A Web For Everyone

In the first chapter of A Web for Everyone, the authors quote Ron Mace, the architect who formulated the concept of Universal Design:

Universal design is the design of products and environments to be usable by all people, to the greatest extent possible, without the need for adaptation or specialized design.

The rest of the book is a well-layed out and wonderfully thought-through attempt to help those of us building sites on the web apply this principle to our craft. The book is both philosophical in nature as the authors explain their reasoning and also practical in the advice and suggestions given. The authors introduce personas – fictional but realistic characters – that give empathetic grounding to the topics explored.

This book is comprehensive and easy to read, with numerous detours and sidebars that provide deeper examinations of the topics. I enjoyed reading through the book but it will probably take continued reference to fully soak in all the information contained within. Because of that, it has earned a place on my desk where I hope to remember to check it regularly as I build out new things for the web.

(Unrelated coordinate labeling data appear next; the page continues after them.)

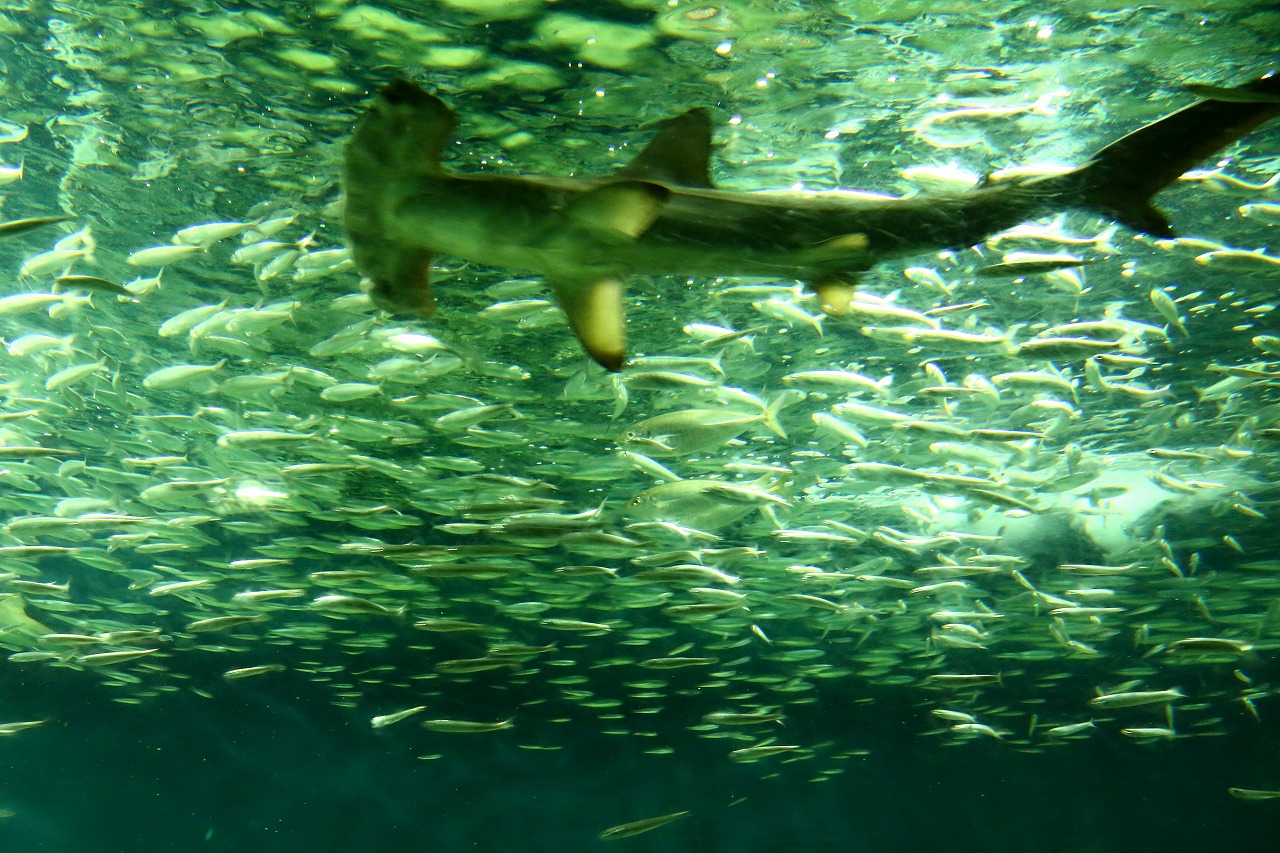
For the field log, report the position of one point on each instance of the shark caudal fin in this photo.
(1120, 179)
(400, 137)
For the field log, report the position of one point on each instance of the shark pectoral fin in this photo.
(679, 154)
(594, 311)
(620, 210)
(402, 283)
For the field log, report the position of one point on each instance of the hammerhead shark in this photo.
(662, 215)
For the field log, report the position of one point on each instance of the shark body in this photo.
(662, 215)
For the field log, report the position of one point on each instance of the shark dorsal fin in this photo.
(679, 154)
(424, 126)
(618, 210)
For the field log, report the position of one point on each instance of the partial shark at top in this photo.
(661, 214)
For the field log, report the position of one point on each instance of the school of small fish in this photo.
(1031, 486)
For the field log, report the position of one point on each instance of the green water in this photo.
(867, 609)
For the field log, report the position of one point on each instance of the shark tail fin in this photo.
(1120, 179)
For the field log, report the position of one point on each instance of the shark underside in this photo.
(662, 215)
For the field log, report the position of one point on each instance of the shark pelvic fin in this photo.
(835, 295)
(402, 283)
(594, 311)
(620, 210)
(679, 154)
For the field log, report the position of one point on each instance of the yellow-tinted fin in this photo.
(621, 210)
(835, 295)
(679, 154)
(594, 311)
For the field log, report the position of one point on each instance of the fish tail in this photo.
(1120, 179)
(769, 416)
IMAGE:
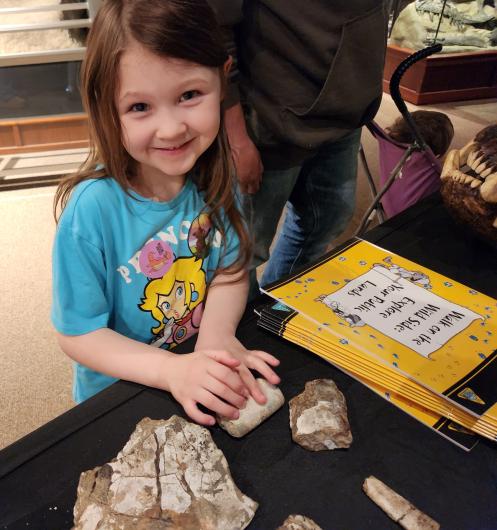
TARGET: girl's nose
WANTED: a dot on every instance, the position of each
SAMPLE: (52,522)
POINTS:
(170,126)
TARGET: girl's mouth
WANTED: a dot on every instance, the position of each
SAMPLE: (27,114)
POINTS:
(175,149)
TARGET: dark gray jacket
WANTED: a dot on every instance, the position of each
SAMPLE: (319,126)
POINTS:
(311,69)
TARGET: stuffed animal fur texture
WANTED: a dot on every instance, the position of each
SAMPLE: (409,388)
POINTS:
(469,183)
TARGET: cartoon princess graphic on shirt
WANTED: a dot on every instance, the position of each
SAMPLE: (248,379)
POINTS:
(176,302)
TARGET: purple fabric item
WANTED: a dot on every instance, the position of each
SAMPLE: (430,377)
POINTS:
(419,177)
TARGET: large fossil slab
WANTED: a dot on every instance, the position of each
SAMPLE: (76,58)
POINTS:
(170,475)
(318,417)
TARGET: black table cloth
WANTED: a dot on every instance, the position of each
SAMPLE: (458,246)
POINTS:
(39,473)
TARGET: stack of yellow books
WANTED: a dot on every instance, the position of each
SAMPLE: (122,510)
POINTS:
(419,339)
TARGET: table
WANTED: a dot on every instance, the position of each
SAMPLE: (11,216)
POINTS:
(39,473)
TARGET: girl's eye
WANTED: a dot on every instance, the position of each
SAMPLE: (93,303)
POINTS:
(190,94)
(139,107)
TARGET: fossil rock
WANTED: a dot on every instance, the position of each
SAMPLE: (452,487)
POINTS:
(254,414)
(298,522)
(318,417)
(469,184)
(396,507)
(170,475)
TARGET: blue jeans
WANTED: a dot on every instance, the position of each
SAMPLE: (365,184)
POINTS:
(320,198)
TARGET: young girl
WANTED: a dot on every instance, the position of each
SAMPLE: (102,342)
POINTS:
(133,274)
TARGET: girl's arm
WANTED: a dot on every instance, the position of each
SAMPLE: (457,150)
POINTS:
(225,304)
(200,377)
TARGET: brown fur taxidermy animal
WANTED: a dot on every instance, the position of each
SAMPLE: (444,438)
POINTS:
(469,184)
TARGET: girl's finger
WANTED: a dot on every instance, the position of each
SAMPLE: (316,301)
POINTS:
(218,406)
(252,385)
(264,370)
(267,357)
(223,391)
(229,377)
(196,415)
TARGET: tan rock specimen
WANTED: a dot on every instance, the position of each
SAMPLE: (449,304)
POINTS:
(318,417)
(396,507)
(254,414)
(298,522)
(170,475)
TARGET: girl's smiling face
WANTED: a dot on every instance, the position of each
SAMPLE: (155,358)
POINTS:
(169,111)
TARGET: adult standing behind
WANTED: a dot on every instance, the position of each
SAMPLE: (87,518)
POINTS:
(306,77)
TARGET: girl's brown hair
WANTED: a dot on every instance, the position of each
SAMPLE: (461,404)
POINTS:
(179,29)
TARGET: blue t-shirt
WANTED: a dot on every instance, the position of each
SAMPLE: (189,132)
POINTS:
(133,265)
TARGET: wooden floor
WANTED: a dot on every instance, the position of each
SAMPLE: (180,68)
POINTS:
(35,377)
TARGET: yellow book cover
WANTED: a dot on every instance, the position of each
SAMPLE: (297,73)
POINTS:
(430,328)
(280,320)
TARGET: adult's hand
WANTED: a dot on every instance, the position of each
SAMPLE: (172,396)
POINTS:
(246,157)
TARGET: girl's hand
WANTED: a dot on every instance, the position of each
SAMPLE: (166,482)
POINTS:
(208,377)
(260,361)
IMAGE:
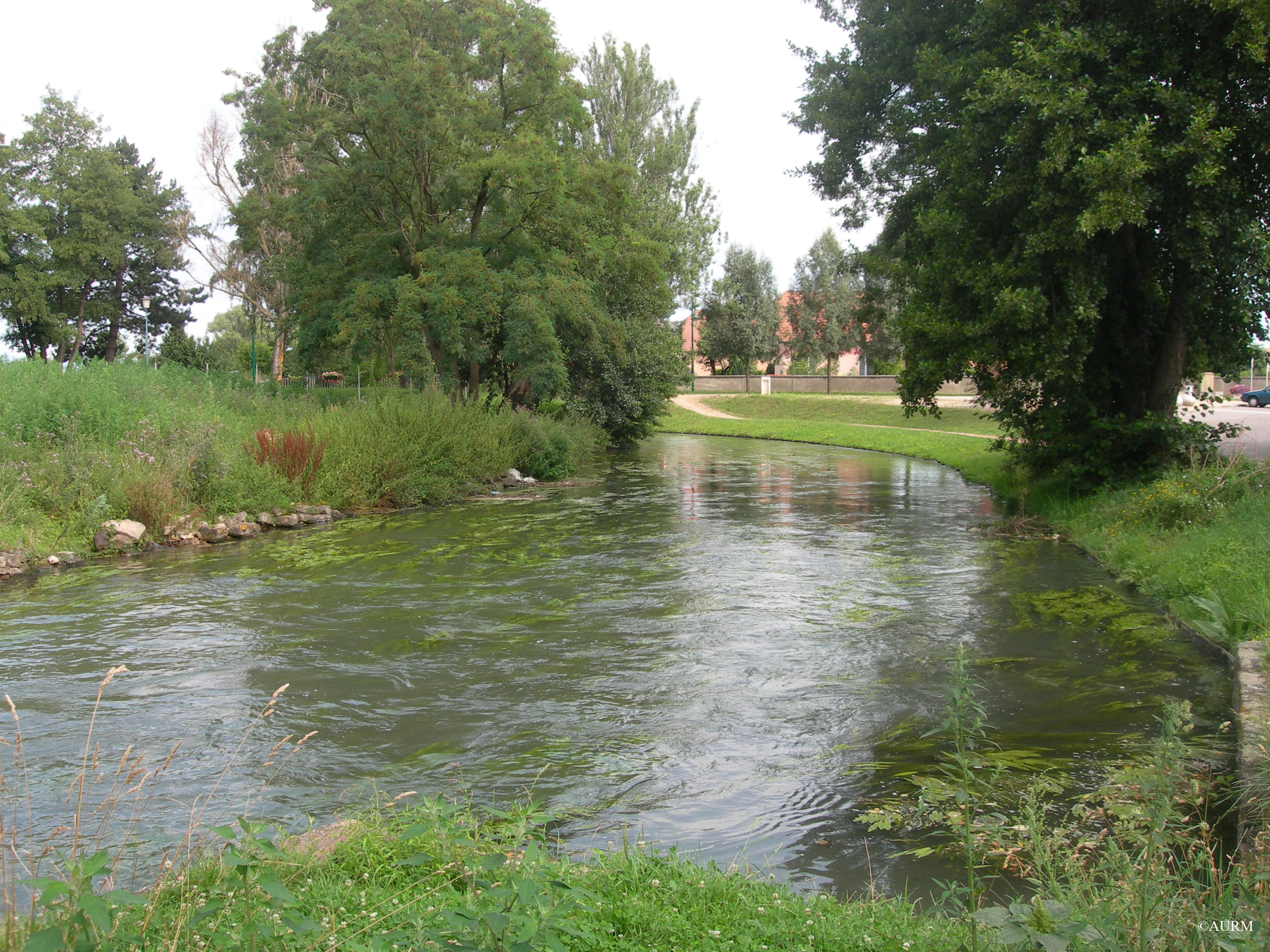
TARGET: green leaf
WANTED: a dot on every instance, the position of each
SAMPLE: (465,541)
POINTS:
(417,829)
(208,909)
(49,940)
(277,890)
(993,917)
(97,911)
(95,864)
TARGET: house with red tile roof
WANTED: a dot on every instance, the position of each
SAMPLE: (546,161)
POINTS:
(690,331)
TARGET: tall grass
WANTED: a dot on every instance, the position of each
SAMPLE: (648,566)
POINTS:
(106,441)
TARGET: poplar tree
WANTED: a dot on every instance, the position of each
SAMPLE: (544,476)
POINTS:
(741,315)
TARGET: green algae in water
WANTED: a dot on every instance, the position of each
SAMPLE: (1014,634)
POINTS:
(1095,609)
(401,647)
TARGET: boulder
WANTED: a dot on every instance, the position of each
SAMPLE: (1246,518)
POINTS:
(243,530)
(131,528)
(214,533)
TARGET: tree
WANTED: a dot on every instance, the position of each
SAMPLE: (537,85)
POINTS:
(455,211)
(639,125)
(1076,200)
(741,318)
(825,305)
(87,236)
(253,264)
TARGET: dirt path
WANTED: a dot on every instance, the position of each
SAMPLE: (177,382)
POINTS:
(696,404)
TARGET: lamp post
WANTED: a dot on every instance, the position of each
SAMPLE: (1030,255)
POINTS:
(145,310)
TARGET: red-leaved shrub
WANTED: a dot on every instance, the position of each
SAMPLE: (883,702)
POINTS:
(295,455)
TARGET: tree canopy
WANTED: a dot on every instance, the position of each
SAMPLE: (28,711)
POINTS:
(825,305)
(463,207)
(86,235)
(741,314)
(1075,197)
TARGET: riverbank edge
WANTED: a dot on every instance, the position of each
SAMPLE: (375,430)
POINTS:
(14,568)
(982,466)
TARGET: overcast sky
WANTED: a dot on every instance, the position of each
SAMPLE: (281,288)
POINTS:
(155,70)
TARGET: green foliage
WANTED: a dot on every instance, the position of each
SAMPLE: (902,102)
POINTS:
(1222,625)
(825,305)
(108,441)
(464,210)
(548,448)
(1041,924)
(1076,200)
(74,916)
(86,235)
(740,315)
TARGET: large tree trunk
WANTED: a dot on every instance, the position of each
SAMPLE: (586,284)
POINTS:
(1171,359)
(280,350)
(79,327)
(112,337)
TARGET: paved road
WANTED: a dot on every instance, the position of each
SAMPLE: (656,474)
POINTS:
(1255,441)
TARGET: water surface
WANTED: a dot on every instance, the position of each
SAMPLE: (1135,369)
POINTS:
(722,644)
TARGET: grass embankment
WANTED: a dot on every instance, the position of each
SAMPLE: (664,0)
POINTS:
(112,441)
(1196,532)
(446,876)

The practical points of the book are extremely helpful but I found the biggest value was the initial framing of accessibility as part of the larger design aspects of web-making. Anyone who has ever intended to make things more accessible after launch has learned that if you don’t do it initially, you are very unlikely to find the time to do it later. Horton and Quesenbery, by framing their book within the principles of Universal Design and design thinking remind us that accessibility is a fundamental design consideration and not something that can be patched in. If we accept this we can pursue the work to accomplish the goal from the beginning of the process instead of later at some possibly never-to-arrive period.

My personal takeaway from this book, after thinking about the personas created by the authors, is that my default web-building habits are to center optimal usages. I get lazy and want to build the “simplest” version of something which, unfortunately, is another way of saying I want to create the most fragile version of the thing. To make my work better I need to adopt this form of design-thinking that assumes non-optimal usages and works backwards from there. As I’ve started to practice this (occasionally, it is not yet a habit) I’ve found that the act of designing and building is more challenging and engaging because I am dealing with realistic design constraints that previously I ignored. This has been a strange but lovely discovery - by increasing my empathy for others, my job has become more challenging in all the ways that suck me in.

The web is every day becoming more of a presence in our lives, but this isn’t necessarily welcome news for everyone. We who build the web have so much work to do before the experiences we build are universally usable. In A Web for Everyone, Sarah Horton and Whitney Quesenbery have created a helpful resource to make that work slightly more understandable and doable.